Printing a Go type ignoring "String() string" method

If I have a type in go like this:

type myType ...

func (m myType) String() string { ... }

how can I print (using the various fmt functions) this type using the default representation (that is, instead of having String() called)? What I'd like to do is something like this:

func (m myType) String() string {
    // some arbitrary property
    if myType.isValid() {
        // format properly
    } else {
        // will recurse infinitely; would like default
        // representation instead
        return fmt.Sprintf("invalid myType: %v", m)
    }
}

fmt.Stringer is the default format, which is called when you use %v.
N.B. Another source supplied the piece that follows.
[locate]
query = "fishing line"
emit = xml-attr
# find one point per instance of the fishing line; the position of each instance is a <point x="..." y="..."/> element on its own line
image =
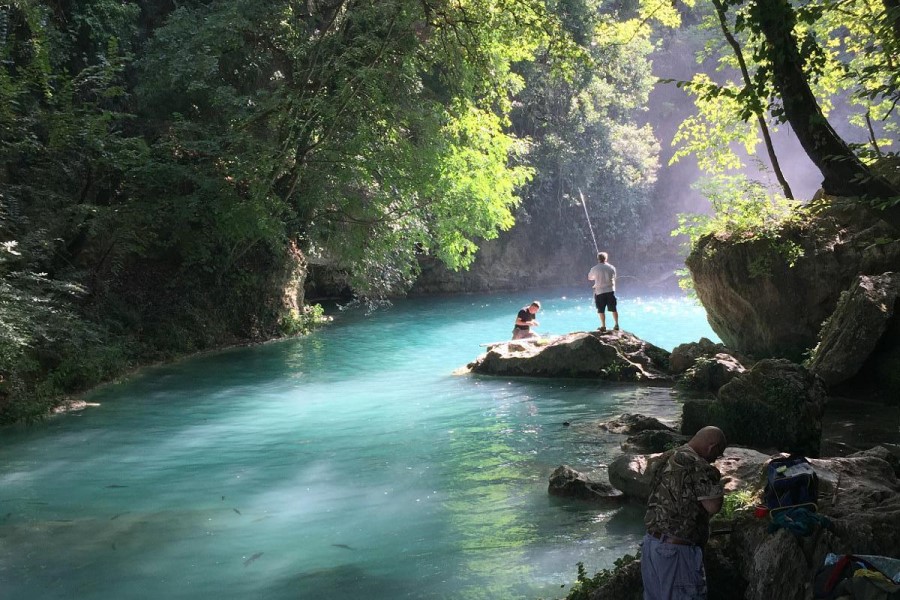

If you want the Go syntax, use %#v.

Alternatively, you can bypass the reflection in fmt altogether, and format your output as you see fit.

func (m myType) String() string {
	return fmt.Sprintf("{Field: %s}", m.Value)
}

If the underlying type of myType is a number, string or other simple type, then convert to the underlying type when printing:

func (m mType) String() string {
    return fmt.Sprint(int(m))
}

Use %#v instead of %v

That will not invoke String(). - but it will invoke GoString() if you implement it.
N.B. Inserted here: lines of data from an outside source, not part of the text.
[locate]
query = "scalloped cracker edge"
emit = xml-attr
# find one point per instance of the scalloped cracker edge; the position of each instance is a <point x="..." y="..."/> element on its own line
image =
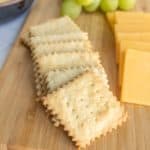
<point x="88" y="109"/>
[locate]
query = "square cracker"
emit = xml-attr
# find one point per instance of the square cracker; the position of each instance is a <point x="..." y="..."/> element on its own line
<point x="58" y="77"/>
<point x="55" y="26"/>
<point x="69" y="46"/>
<point x="68" y="59"/>
<point x="34" y="41"/>
<point x="88" y="109"/>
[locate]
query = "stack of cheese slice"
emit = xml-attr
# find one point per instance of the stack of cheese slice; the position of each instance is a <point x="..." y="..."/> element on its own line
<point x="132" y="36"/>
<point x="71" y="82"/>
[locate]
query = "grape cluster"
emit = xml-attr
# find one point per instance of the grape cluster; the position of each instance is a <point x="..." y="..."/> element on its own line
<point x="73" y="8"/>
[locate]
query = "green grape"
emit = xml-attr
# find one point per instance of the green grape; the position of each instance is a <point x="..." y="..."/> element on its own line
<point x="84" y="2"/>
<point x="127" y="4"/>
<point x="71" y="8"/>
<point x="109" y="5"/>
<point x="93" y="6"/>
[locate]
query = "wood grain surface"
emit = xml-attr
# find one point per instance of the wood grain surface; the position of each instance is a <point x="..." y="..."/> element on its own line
<point x="24" y="124"/>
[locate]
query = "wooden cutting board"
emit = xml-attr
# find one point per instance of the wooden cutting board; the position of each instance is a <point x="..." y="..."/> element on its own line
<point x="24" y="124"/>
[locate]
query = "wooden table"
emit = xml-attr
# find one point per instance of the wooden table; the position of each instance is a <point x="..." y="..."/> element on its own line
<point x="24" y="124"/>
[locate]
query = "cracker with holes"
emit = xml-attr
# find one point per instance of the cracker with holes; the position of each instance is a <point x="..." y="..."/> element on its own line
<point x="34" y="41"/>
<point x="55" y="26"/>
<point x="88" y="109"/>
<point x="68" y="46"/>
<point x="62" y="60"/>
<point x="53" y="61"/>
<point x="58" y="77"/>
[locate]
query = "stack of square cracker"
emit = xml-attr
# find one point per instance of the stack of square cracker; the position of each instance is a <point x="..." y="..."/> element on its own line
<point x="71" y="82"/>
Using %#v format is not the correct answer if you want to get your underlying type's String to work or your type is a type alias.
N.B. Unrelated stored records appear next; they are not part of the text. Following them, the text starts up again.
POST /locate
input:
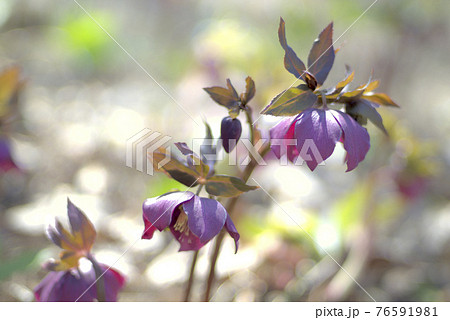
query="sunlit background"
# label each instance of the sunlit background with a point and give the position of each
(387, 222)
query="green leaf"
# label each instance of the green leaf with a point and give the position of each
(343, 83)
(227, 186)
(173, 168)
(291, 62)
(321, 56)
(291, 102)
(365, 109)
(249, 91)
(380, 98)
(222, 96)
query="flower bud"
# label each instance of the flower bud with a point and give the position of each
(230, 132)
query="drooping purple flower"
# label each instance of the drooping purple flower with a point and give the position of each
(70, 285)
(6, 161)
(193, 220)
(230, 132)
(316, 132)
As is explained in Effective Go, just convert it back to the type it represents:

type Foo int

func (f Foo) String() string {
	if f == 0 {
		return "foo"
	}
	return fmt.Sprintf("%v", int(f)) // N.B.
}

func main() {
	fmt.Println(Foo(0))
	fmt.Println(Foo(42))
}

Playground.

EDIT: As others have pointed out in the comments, if your type is a struct, using %#v format seems like the only way besides converting it to an anonymous struct type with same fields.